1843273 Members
2724 Online
110214 Solutions
New Discussion

script help

 
SOLVED
Go to solution
kholikt
Super Advisor

script help

I am writing some script to parse the tab delimited file. I tried to replace all the tab to semicolumn.

The input file looks like this.

abc_abcsgsap_PRD Aborted trans 12/16/03 05:00:00 1071522000 12/16/03 09:38:30 1071538710 0:004:38 0.00 0 1 4 0 0 1 0 1 0 0% root.sys@mwscm.esc 2003/12/16-12
abc_abcsapdev_DEV Completed trans 12/16/03 05:00:06 1071522006 12/16/03 05:02:02 1071522122 0:00 0:01 0.18 1 0 2 0 0 0 5 5 5 100% root.sys@mwscm.esc 2003/12/16-13
abc_abcgqa_QAS Completed trans 12/16/03 05:00:11 1071522011 12/16/03 05:03:19 1071522199 0:000:03 0.32 1 0 3 0 0 0 4 4 4 100% root.sys@mwscm.esc 2003/12/16-14
abc_abcsgsap In Progress full 12/16/03 13:19:29 1071551969 - 0 0:00 0:14 6.14 1 04 1 4 0 3 8 12822 38% SPOP\E-SERVICES@spop.esc 2003/12/16-27

After processing the output should be like this.
field1;field2;field3

I have attached part of my script. Currently the problem is my script cannot differentiate between tab and space if the input file contain a field like "In Progress", it will actually create as field1;In;Progress; intead of field1;In Progress.
abc
8 REPLIES 8
Siem Korteweg
Advisor
Solution

Re: script help

Use sed to replace all tabs:

echo "${LINE}" | sed -e 's/ /;/g' >>${DESTDIR}/${FILENAME}

Be sure to use a TAB between the first two slashes.

When you want only specific fields, use awk with a TAB as field-separator:

echo "${LINE}" | awk -F" " '{ print ... }' >>${DESTDIR}/${FILENAME}

Again, be sure to use a TAB as the argument of the -F option of awk.
Mark Grant
Honored Contributor

Re: script help

You could try this

cat myfile | tr "\t" ":"
Never preceed any demonstration with anything more predictive than "watch this"
Elmar P. Kolkman
Honored Contributor

Re: script help

Some shells have problems with the 'TAB'. When typing it in on the command line, first enter a '\' and then the 'TAB' or first a 'CTRL-V' and then the 'TAB'. If it shows up as a 'CTRL-I' ('^I'), don't despair: a 'TAB' is the same as a 'CTRL-I'.
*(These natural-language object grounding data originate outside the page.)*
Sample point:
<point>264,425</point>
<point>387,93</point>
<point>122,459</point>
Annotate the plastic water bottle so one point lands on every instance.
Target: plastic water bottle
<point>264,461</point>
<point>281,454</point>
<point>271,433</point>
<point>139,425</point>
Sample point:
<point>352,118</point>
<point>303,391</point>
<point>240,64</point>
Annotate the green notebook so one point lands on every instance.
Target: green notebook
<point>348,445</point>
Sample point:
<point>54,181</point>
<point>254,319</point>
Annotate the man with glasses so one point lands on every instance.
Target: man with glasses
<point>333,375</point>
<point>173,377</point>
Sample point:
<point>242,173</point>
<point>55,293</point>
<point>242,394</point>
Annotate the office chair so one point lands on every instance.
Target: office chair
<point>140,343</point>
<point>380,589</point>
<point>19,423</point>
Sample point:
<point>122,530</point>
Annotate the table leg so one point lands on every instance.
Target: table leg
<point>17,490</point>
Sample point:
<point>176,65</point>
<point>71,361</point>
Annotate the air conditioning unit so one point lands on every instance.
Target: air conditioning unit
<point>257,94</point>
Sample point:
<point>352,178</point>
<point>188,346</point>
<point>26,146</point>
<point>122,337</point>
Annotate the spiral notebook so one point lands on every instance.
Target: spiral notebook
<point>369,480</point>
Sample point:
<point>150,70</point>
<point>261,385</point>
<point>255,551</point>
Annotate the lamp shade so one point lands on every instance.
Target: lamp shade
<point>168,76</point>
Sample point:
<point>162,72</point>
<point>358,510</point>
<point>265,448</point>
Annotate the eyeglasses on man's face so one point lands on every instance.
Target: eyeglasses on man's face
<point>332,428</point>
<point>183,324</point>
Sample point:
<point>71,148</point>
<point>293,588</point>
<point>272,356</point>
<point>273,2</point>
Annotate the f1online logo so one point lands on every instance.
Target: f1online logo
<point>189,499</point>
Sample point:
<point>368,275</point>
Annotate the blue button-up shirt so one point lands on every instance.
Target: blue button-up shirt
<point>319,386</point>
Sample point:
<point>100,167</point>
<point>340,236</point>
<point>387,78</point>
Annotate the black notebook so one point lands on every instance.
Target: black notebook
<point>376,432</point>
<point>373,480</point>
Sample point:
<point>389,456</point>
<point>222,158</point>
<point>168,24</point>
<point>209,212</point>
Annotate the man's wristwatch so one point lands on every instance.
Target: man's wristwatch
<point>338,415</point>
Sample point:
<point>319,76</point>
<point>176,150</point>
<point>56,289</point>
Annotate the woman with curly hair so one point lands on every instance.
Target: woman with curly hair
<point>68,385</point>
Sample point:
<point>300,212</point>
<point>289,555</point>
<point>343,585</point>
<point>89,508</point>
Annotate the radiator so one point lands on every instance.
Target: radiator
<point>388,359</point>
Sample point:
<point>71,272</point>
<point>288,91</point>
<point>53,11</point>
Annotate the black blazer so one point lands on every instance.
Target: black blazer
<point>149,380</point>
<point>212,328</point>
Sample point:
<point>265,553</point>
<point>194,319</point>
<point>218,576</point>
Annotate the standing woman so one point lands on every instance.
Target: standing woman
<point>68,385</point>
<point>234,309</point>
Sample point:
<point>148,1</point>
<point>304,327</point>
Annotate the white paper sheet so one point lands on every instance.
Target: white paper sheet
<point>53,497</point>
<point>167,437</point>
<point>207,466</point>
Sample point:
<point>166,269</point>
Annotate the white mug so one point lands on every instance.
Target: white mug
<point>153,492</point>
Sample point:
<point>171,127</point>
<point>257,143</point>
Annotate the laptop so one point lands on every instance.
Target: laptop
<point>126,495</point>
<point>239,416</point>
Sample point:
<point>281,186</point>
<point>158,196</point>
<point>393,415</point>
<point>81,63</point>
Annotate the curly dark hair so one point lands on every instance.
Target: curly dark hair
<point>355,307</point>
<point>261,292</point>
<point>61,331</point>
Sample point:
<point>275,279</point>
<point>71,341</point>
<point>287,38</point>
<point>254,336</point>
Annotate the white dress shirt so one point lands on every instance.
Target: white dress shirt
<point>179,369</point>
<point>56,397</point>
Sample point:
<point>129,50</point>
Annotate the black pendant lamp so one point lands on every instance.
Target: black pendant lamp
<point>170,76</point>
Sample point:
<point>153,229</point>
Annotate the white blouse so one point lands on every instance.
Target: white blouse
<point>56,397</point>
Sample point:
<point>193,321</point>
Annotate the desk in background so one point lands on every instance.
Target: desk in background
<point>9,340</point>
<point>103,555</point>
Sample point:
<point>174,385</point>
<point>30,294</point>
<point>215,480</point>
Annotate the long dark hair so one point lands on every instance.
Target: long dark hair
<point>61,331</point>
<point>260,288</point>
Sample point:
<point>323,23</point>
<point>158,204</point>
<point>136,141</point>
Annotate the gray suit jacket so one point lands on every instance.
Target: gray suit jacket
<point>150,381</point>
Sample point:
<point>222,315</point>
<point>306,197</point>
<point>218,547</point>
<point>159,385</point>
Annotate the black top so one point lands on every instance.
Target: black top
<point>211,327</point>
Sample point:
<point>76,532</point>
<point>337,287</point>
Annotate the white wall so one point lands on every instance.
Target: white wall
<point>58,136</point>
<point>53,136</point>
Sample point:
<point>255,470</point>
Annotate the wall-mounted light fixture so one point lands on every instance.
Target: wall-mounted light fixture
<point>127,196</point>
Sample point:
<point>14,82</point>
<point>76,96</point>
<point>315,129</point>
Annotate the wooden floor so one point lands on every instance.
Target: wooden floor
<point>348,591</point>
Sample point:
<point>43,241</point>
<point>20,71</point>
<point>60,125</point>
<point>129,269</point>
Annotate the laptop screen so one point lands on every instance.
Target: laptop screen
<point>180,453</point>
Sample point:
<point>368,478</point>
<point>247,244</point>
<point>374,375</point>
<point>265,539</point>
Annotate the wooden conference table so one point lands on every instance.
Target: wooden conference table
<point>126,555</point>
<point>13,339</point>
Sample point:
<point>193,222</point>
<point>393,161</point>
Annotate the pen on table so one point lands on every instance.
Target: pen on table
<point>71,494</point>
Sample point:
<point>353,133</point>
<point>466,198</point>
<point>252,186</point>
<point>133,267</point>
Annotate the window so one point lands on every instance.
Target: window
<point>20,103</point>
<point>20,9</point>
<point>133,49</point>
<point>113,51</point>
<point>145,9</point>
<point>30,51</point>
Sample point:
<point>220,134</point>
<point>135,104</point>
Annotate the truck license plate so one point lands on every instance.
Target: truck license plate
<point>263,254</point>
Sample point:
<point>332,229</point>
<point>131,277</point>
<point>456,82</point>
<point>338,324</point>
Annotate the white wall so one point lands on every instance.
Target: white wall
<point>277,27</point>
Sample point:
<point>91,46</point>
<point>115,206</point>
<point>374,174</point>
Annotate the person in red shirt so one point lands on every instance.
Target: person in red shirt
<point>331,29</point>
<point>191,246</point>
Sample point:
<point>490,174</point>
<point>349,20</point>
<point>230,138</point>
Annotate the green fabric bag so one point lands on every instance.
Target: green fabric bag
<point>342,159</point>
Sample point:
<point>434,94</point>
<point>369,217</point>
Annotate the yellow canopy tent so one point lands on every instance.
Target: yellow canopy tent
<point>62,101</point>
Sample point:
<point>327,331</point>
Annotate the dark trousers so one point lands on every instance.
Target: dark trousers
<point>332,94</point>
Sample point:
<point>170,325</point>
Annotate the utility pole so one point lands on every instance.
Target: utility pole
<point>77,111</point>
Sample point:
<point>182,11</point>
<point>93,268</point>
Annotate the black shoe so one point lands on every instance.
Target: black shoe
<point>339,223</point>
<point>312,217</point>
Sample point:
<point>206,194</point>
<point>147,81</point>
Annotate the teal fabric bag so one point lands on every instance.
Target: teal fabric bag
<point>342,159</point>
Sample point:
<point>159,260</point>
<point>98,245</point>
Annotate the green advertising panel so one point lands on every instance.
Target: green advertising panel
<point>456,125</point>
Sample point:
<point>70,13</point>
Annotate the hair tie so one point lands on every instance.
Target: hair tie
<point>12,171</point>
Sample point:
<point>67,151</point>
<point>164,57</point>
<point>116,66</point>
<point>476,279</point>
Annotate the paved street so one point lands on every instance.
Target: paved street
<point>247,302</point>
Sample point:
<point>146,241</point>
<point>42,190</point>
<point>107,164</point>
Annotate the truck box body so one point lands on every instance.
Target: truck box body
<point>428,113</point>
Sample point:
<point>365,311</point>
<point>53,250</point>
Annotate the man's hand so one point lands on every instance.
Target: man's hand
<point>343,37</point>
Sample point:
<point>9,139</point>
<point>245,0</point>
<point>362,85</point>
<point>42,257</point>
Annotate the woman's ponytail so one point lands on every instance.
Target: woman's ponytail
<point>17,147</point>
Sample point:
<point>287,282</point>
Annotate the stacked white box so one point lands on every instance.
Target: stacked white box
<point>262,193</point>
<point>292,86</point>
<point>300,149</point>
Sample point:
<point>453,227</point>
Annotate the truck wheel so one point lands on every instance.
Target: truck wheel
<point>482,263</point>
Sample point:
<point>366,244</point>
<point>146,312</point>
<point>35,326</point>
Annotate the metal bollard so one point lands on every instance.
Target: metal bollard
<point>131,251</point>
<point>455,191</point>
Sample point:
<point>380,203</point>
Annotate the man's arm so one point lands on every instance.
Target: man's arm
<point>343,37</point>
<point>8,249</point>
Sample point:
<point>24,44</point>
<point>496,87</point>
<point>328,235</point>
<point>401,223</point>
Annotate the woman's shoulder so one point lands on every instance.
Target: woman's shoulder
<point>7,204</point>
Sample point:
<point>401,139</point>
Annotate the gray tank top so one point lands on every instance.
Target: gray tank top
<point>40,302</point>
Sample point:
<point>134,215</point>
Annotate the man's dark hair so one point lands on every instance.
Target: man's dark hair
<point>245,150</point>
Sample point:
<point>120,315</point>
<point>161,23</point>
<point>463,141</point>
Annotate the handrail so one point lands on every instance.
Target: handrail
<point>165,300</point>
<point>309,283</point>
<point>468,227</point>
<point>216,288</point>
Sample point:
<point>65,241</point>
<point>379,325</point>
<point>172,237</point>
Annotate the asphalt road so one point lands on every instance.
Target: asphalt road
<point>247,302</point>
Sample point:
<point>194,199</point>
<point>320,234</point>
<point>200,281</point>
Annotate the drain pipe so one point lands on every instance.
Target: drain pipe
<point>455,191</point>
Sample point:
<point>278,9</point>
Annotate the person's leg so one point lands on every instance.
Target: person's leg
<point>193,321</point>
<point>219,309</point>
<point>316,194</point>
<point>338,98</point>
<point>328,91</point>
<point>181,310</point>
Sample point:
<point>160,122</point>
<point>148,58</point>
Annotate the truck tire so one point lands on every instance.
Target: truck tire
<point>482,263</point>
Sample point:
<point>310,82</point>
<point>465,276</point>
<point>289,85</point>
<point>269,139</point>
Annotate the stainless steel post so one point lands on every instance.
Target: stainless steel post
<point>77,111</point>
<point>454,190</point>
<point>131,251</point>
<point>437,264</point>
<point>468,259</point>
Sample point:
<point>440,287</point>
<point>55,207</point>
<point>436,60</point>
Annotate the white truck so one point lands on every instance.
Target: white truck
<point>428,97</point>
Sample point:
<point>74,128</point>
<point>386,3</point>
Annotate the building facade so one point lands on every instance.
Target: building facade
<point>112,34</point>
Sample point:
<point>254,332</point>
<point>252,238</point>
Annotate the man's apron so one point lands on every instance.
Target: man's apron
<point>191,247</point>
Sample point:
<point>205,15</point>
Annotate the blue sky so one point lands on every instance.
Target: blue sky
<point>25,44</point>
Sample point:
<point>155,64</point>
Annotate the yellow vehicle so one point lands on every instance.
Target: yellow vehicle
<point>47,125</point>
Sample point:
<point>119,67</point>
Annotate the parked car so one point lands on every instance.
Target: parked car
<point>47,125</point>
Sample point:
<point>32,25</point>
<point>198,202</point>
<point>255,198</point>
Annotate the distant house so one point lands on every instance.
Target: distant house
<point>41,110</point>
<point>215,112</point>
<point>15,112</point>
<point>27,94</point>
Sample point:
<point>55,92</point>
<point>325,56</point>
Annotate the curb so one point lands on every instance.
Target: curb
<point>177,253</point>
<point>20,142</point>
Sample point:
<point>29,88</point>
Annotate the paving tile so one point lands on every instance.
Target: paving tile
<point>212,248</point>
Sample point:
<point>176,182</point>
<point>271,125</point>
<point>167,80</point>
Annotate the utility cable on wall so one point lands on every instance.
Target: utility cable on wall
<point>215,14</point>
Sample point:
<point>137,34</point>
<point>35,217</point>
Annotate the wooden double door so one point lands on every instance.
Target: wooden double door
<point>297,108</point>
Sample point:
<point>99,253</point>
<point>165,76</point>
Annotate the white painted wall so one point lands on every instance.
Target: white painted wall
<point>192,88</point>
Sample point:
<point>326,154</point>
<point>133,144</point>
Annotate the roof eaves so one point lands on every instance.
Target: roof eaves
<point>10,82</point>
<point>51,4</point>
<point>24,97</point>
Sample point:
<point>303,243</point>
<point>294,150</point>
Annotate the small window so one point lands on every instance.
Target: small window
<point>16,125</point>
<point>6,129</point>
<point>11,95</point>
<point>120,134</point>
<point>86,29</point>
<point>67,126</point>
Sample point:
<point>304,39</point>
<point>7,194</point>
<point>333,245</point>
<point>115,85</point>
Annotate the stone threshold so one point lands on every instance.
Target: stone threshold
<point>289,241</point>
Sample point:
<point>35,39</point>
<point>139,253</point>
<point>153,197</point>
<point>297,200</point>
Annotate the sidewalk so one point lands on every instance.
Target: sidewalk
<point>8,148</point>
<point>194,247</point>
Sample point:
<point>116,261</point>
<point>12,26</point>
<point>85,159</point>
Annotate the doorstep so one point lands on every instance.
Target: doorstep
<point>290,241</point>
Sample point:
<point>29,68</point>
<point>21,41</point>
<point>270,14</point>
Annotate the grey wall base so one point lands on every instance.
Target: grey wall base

The replacement doesn't need the echo. It can be done this way:
sed 's|^I|;|g' output.ssf

Every problem has at least one solution. Only some solutions are harder to find.
Graham Cameron_1
Honored Contributor

Re: script help

From your script I see you are using awk to extract just certain fields, not all of them.
Therefore your simplest way forward is an amalgam of the above suggestions, just change
awk '{printf $1 ...
to
awk -F"\t" '{printf $1 ...

-- Graham
Computers make it easier to do a lot of things, but most of the things they make it easier to do don't need to be done.
kholikt
Super Advisor

Re: script help

Thanks for all the help.

Just one more question, is there any easyway in sed I can remove some fields using semicolon as delimitier.

For example I have

field1;field2;field3;field4

I want to remove all field2 and field4 from the file.

Currently I use a loop to read through line by line and do a print $1 $3 to just print out field1;field3.

I think this is very troublesome

abc
Graham Cameron_1
Honored Contributor

Re: script help

To answer your last question, (I am more familiar with awk than with sed)....

awk -F";" '{printf ("%s;%s\n", $1, $3)}' infile > outfile

-- Graham
Computers make it easier to do a lot of things, but most of the things they make it easier to do don't need to be done.
Mark Grant
Honored Contributor

Re: script help

You probably need to do something like

awk -F";" '{print $1,$4}' datafile

Although this looks like the same thing, if your data is already in the file datafile or if you pipe the data into this awk thing then you will not need to do the loop yourself and it will be much faster.

Never preceed any demonstration with anything more predictive than "watch this"
Elmar P. Kolkman
Honored Contributor

Re: script help

You can do it with cut:
cut -d\; -f1,3,5-

Using sed, it becomes trickier...
It depends on how many fields you have in the input. If it is always more then 4, sed would look like this:
sed 's|^\([^;]*;\)[^;]*;\([^;]*;\)[^;]*;\(.*\)$|\1\2\3|'

I would go for cut or awk, not for sed in this case...
Every problem has at least one solution. Only some solutions are harder to find.